A researcher-designed socio-demographic questionnaire was used to obtain participant data including gender, age, educational level, occupation and relationship status. Depressive symptoms were assessed using three questionnaires: the PHQ-9, HAMD-6 and HAMD-17.

The PHQ-9 is a self-rating questionnaire which consists of nine depression criteria from the DSM-IV (18). The options for each item ranges from “none at all” (score 0) to “almost daily” (score 3), regarding how often each symptom has occurred in the patient during the previous 2 weeks (27). The total score ranges from 0 to 27, with the following results: no depression (0–4), mild depression (5–9), moderate depression (10–14), and severe depression (≥15) (18, 27). Commonly used screening depression methods include: (1) scoring threshold ≥10; (2) the diagnostic algorithm requires the score of 5 or more items ≥2, among which at least one item is depressive mood or anhedonia (28).

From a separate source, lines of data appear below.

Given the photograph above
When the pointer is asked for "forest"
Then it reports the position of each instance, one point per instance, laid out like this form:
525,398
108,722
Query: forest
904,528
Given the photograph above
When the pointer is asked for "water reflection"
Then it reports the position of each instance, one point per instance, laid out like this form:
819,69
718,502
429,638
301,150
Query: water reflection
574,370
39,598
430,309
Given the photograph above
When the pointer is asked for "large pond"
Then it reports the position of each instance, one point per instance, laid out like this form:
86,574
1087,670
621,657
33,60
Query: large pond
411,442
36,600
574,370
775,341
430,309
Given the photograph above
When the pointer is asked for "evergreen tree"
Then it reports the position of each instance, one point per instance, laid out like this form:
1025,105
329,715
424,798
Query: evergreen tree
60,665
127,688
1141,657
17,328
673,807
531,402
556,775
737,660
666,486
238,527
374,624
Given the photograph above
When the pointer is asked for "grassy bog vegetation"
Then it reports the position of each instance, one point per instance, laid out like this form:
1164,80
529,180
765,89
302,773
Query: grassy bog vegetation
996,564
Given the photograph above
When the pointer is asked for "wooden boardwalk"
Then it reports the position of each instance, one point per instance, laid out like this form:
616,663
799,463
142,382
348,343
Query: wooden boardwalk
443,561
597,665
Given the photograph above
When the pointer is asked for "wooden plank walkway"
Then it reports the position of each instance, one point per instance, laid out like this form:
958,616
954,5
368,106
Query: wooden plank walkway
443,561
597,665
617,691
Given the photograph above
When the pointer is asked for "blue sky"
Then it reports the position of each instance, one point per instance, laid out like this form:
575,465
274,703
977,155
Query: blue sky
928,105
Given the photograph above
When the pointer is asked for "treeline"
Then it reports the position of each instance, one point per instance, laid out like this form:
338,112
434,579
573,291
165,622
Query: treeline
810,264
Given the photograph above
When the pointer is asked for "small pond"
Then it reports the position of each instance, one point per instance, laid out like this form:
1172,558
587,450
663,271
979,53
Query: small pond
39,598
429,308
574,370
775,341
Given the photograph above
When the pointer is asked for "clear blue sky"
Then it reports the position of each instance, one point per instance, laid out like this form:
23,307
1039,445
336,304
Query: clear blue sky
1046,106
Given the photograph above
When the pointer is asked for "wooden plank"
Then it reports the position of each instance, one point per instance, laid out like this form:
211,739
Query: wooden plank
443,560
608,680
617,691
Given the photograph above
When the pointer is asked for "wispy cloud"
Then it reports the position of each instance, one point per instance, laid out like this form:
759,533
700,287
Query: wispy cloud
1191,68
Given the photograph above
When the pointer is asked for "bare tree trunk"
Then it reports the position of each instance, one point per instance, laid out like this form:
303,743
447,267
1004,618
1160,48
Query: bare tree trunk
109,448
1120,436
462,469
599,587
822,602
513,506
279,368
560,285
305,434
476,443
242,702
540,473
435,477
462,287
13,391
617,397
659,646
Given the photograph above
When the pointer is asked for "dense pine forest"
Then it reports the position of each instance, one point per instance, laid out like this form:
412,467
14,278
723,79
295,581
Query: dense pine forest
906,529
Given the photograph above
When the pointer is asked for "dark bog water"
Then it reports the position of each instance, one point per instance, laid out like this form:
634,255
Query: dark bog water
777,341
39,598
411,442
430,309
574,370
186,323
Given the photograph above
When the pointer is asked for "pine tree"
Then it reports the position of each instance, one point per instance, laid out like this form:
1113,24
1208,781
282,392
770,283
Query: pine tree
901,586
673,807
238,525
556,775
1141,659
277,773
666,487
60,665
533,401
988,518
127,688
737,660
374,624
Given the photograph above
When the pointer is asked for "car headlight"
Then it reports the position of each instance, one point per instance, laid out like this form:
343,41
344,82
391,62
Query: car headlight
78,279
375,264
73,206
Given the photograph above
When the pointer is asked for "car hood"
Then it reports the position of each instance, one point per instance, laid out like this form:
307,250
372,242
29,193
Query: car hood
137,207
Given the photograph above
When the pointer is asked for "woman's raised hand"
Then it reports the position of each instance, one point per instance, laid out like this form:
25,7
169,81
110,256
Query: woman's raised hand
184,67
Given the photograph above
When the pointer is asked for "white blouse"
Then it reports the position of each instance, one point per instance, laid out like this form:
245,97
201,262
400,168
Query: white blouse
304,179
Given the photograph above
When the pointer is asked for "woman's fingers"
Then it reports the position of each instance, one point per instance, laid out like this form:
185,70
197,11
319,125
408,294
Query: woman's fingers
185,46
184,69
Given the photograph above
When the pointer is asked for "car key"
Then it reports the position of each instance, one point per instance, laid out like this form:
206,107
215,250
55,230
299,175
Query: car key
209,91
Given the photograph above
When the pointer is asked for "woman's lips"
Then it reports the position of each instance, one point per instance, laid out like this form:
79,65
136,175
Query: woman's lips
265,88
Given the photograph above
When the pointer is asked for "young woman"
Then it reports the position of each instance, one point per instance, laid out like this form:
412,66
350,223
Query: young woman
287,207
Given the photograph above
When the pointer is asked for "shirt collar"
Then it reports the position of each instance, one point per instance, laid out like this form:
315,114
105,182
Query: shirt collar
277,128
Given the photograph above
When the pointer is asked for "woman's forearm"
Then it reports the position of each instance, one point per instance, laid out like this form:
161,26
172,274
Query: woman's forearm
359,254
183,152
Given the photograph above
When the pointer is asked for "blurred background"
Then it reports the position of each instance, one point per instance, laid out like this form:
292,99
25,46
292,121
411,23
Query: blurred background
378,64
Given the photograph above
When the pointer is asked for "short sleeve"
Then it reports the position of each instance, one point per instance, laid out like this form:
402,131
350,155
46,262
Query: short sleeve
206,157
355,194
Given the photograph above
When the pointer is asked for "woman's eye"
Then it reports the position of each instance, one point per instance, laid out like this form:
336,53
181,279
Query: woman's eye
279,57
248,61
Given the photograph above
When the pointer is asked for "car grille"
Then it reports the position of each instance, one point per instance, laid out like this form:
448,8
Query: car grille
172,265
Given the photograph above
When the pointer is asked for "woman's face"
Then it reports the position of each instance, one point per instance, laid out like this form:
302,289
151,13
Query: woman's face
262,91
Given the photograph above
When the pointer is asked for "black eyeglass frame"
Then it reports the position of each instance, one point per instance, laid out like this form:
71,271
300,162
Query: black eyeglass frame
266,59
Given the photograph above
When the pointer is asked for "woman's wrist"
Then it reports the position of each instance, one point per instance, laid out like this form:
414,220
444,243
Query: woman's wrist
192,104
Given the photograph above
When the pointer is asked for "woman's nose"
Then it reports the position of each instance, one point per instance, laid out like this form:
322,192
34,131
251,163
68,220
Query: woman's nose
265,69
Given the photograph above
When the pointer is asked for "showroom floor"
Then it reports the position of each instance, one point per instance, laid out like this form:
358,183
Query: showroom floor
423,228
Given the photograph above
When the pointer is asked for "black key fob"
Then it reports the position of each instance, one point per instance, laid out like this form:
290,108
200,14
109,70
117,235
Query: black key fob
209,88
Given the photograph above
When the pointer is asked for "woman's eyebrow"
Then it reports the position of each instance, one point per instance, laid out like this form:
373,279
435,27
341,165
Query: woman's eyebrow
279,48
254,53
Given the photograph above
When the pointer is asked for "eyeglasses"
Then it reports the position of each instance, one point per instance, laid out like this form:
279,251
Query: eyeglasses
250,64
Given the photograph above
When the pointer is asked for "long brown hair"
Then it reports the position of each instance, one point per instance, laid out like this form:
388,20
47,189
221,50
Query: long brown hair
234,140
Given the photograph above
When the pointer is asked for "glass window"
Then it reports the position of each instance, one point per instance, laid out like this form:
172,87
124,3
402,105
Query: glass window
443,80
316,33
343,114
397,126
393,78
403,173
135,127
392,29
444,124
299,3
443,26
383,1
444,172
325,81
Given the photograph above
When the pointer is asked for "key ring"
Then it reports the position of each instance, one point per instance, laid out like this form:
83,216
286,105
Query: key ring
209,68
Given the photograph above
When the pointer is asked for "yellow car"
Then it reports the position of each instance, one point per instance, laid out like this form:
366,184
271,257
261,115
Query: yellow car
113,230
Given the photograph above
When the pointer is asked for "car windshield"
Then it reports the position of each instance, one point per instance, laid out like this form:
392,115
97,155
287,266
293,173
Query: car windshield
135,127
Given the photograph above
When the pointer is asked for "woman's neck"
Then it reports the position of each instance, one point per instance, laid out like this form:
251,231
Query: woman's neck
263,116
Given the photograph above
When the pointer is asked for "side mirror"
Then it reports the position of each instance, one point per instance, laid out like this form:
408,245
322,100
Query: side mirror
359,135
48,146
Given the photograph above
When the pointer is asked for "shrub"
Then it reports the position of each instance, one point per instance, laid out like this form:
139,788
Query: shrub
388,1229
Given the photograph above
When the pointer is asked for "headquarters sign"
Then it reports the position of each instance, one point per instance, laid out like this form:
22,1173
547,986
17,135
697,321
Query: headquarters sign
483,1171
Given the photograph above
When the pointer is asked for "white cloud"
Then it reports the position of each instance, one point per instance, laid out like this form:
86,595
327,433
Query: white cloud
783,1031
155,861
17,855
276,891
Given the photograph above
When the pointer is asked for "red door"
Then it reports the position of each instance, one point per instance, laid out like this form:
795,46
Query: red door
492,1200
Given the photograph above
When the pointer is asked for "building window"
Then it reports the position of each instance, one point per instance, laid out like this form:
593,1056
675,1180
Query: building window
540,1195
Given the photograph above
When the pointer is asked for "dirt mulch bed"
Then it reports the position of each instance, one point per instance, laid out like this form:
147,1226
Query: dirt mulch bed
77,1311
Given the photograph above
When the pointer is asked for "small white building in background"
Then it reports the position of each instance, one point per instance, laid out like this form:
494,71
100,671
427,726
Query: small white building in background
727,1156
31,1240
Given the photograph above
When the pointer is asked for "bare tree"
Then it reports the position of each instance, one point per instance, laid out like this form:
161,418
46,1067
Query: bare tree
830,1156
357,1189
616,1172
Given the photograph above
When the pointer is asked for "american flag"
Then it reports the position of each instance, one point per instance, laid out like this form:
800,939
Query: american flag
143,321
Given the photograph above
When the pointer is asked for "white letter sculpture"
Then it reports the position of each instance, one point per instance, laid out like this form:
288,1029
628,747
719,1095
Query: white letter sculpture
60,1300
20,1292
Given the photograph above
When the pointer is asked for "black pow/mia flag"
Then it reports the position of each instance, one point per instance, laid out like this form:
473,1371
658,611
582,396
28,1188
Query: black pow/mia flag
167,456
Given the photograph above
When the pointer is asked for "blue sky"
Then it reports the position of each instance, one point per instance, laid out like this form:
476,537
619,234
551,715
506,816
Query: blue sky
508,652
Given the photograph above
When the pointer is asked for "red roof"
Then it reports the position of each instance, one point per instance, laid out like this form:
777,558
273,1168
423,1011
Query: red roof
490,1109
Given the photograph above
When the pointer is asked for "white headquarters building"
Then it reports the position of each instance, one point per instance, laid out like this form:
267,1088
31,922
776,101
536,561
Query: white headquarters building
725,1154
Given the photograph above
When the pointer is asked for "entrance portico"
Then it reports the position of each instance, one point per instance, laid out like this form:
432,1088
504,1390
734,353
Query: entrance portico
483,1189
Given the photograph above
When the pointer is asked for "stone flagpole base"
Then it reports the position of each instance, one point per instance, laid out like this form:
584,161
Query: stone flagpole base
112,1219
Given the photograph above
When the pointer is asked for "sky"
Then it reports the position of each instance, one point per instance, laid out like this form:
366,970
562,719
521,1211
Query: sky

The HAMD-17 is one of the scales most commonly used by clinicians to evaluate depression symptoms (2931). Most of the HAMD-17 items adopt the 5-level scoring method from 0 to 4 points, while a few items adopt the 3-level scoring method from 0 to 2 points. Each participant was evaluated by a professionally trained psychiatrist. Scores are categorized as 0–7 no depression, 8–16 mild depression, 17–23 moderate depression, and ≥24 severe depression. For the purpose of the study, depression was identified by a total score of 17.

The HAMD-6 was developed by Bech et al. which was a shorter version of the HAMD-17 scale, measures only depressed mood (item 1), guilt (Item 2), work and activities (Item 7), retardation (Item 8), anxiety psychic (Item 10), and general somatic symptoms (Item 13) (12). According to the DSM-IV criteria, these six selected HAMD-17 items represent the core symptoms of major depression.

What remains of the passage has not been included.